Venice: Aldus Manutius, Romanus, for Leonardus Crassus, December 1499
The eccentric romance Hypnerotomachia Poliphili tells the tale of Poliphilo’s voyage to Kythera, the island of love, in search of his beloved Polia. Exhausted, Poliphilo falls asleep, and the search for Polia continues in the dream world. The title is almost untranslatable, as is much of the text, but is perhaps best expressed as Poliphilo’s strife of love in a dream. Authorship of the work is still uncertain, but it is most commonly attributed to one Francesco Colonna, a Dominican Friar in the convent of Santi Giovanni e Paolo in Venice. The Cambridge copy belonged to Sisto Medici (1501/02-1561), a friar at the same convent. Medici was so moved by the Hypnerotomachia that at the age of sixteen he composed a sonnet, Young Sisto Medici to his most elegant Book. A translation of this poem can be seen by clicking ‘Extended captions’ below.
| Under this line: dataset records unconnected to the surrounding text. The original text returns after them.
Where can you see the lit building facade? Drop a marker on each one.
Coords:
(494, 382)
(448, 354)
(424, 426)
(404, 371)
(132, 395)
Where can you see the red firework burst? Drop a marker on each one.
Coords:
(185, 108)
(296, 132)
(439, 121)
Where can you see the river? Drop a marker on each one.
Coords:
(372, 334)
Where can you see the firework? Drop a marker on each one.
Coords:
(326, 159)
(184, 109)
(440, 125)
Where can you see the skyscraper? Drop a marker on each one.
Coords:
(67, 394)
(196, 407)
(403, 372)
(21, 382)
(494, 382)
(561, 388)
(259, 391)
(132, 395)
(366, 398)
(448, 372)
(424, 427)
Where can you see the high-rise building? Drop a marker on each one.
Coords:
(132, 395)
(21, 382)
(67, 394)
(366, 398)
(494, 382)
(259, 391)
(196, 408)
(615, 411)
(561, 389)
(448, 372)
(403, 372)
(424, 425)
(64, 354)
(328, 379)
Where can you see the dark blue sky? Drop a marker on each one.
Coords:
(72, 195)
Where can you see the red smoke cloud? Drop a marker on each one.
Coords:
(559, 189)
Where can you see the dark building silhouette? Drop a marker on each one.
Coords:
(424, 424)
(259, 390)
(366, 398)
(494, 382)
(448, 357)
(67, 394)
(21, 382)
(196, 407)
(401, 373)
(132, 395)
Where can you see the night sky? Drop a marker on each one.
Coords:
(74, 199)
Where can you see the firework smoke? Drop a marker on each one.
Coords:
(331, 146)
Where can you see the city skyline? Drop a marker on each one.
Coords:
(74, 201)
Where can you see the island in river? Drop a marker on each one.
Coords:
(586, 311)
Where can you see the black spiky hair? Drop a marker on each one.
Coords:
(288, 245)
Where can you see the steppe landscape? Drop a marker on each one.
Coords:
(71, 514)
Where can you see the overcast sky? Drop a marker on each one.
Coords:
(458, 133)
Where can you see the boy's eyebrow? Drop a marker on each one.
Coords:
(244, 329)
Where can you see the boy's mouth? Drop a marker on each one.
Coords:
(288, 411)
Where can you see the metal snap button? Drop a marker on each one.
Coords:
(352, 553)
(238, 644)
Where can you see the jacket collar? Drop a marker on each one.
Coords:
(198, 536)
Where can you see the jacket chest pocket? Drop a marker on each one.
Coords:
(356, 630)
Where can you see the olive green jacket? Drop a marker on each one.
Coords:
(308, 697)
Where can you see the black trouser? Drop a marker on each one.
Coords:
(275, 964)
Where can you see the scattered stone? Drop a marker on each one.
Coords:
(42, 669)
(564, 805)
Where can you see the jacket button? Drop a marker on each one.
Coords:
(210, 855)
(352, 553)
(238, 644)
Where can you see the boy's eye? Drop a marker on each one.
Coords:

Inc.3.B.3.134, fol. [pi]1 recto
Young Sisto Medici to his most elegant Book
Oh book, worthy of immortal cedar and commemoration,
beauteous, learned, fine, wide-ranging, dignified,
descended from the goddesses of the sacred choir,
triumph and glory of the spring of Pegasus,
every fable, every story is contained in you,
all architectures of divine creation,
all hieroglyphics, gems, silver and gold,
and every victory of the child Cupid.
Francesco, great column of virtue,
composed you in Latin, Greek and Hebrew styles,
praising the Muses, Apollo and every Grace;
you will endure until such time as Phoebus and bright Latona light up the sky:
therefore go forth bravely into every mortal hand
to satiate their beautiful spirits
with your sweet fruit and graceful flower,
more fragrant than the scented musk.